The WELS: Not expedient; just Hoefling

The WELS doctrine of church and ministry tries its best to pull a fast one by stating "It would be wrong to trace the origin of this public ministry to mere expediency (Hoefling)." If you didn't know better, you'd walk away thinking the WELS is repudiating Hoefling's doctrine of church and ministry. But in reality, the WELS doctrine of church and ministry is indeed Hoeflingnite in nature, they only deny that it is derived from 'mere expediency' by sanctifying it with a divine call.

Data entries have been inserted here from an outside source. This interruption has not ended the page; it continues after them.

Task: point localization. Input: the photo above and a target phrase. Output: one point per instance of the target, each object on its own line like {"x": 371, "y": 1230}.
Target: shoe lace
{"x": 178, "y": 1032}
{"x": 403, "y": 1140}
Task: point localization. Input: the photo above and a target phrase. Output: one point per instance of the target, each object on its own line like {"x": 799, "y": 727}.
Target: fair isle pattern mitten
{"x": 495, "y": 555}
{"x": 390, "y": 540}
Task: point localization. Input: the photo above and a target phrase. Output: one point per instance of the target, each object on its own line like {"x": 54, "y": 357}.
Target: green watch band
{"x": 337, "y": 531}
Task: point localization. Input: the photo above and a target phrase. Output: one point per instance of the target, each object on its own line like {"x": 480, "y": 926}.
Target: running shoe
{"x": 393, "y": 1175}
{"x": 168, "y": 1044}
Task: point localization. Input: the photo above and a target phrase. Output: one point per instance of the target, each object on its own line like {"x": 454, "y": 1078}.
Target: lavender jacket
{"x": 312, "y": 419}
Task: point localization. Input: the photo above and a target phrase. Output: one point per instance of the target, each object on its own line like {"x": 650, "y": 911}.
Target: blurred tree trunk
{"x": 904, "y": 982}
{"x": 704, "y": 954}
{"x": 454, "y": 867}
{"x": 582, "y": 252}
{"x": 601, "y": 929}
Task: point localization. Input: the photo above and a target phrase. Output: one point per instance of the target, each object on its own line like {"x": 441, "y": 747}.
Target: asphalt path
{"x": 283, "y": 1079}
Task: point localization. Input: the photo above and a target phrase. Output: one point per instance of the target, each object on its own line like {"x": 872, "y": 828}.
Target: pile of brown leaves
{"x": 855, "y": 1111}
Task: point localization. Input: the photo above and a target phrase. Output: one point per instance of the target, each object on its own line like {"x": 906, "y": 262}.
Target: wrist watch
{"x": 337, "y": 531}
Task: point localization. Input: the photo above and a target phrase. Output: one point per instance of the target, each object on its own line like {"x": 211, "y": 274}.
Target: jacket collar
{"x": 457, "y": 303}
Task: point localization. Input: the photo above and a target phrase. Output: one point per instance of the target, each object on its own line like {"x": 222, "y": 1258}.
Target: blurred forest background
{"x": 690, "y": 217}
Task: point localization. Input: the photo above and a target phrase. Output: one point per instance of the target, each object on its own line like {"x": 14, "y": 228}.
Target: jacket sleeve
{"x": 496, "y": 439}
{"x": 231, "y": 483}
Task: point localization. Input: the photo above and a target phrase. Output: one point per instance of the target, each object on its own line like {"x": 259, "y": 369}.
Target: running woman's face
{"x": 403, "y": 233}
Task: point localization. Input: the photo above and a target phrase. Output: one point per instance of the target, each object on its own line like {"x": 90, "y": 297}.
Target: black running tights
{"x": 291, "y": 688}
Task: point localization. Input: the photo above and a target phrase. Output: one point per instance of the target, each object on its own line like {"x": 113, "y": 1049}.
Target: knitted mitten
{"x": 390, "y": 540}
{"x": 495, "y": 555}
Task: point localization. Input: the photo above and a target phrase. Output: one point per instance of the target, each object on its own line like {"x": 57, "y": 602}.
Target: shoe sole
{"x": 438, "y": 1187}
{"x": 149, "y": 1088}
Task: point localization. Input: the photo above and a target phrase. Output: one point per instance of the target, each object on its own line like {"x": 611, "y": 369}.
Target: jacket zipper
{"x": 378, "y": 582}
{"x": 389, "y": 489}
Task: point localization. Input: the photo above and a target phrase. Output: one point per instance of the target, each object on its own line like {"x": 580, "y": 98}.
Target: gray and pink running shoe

Rev. John Berg, in the final issue of the Motley Magpie, explains:

The not so secret secret is that the Wisconsin Synod’s doctrine is Hoeflingnite. Francis Pieper in his Dogmatics outlines Hoefling’s position,

 
Hoefling grants that the ministry is divinely ordained but only in the sense as “everything wise, appropriate, morally necessary” can be said to have “divine sanction,” not in the sense that an express divine command for the establishment of the public ministry can be shown (Vol. III. p. 445).
 
The Wisconsin Synod’s own Q/A dispelled any notions to the contrary when in answer to a question about “the call” the anonymous seminary professor said in regard to the rite vocatus of AC XIV “There’s no Bible passage that says this, but it is common sense.” He then with sleight of hand said that “[AC XIV] is not addressing the human custom of ordination or speaking of a specific position in the church (like parish pastor or elder or deacon)” as if ordination does not involve the church’s call and this were about titles and not AC V duties. Another Q/A fielded a question by a concerned parishioner whose pastor was encouraging new fathers of his parish to baptize their own children. While labeling it unwise, he defended the right of fathers to do this sans call, sans emergency.

So the office to which one must be ritely called is mere common sense. Makes sense! - to Hoefling. Now, whatever we may think is common sense is not a divine mandate or, as a friend says, “if it is common it is not divine.” Yet Wisconsin eristically protests that it is not Hoeflingnite for it maintains a “divine” institution of the public ministry, however, it says there is no divine word of institution, but that the public ministry is “assumed” from the fact that God blesses the efforts of such. Thus Hoefling. So much for the new Wisconsin Synod rule that only “prescriptive passages and not descriptive ones” form doctrine. The Wisconsin scholar John Schaller said this long ago and it is now catching on (See Logia I:1, p. 9ff). Wisconsin scholar August Pieper also said that any arrangement, even one without pastors or whatever you wish to call them is OK. There is no mandate from God, not only for a certain “form,” as Wisconsin likes to say about the office of AC V, but for the public ministry itself, aside from the rubric commending tidiness (1 Cor. 14:40, a law sedes for a Gospel institution!) – Christ’s words to the Eleven (and in John, the Ten) after his resurrection, John 20:21-23, Mark 16:14-16, Matt. 28:16-20 and the Tractatus notwithstanding. Their official statements speak of the church’s authority to call as “implied in the authority to administer the Gospel.” So the Holy Ministry is an implication and not an institution, Hoefling would be proud, yet bewildered by his disciples’ distancing themselves from him.



In the WELS, you see, the office is in the doing of ministerial tasks. This was Hoefling’s false teaching. The what of the Ministry overwhelms the who. However, the who is of the utmost importance. The who is what lies behind and empowers the what, for the empowering who is Christ, and through Christ’s stand-in, the frail minister, this power is administered to God’s people. Again, the WELS position is Hoefling’s teaching, but if you say loud and long enough, “We’re not Hoeflingites!” someone will believe you.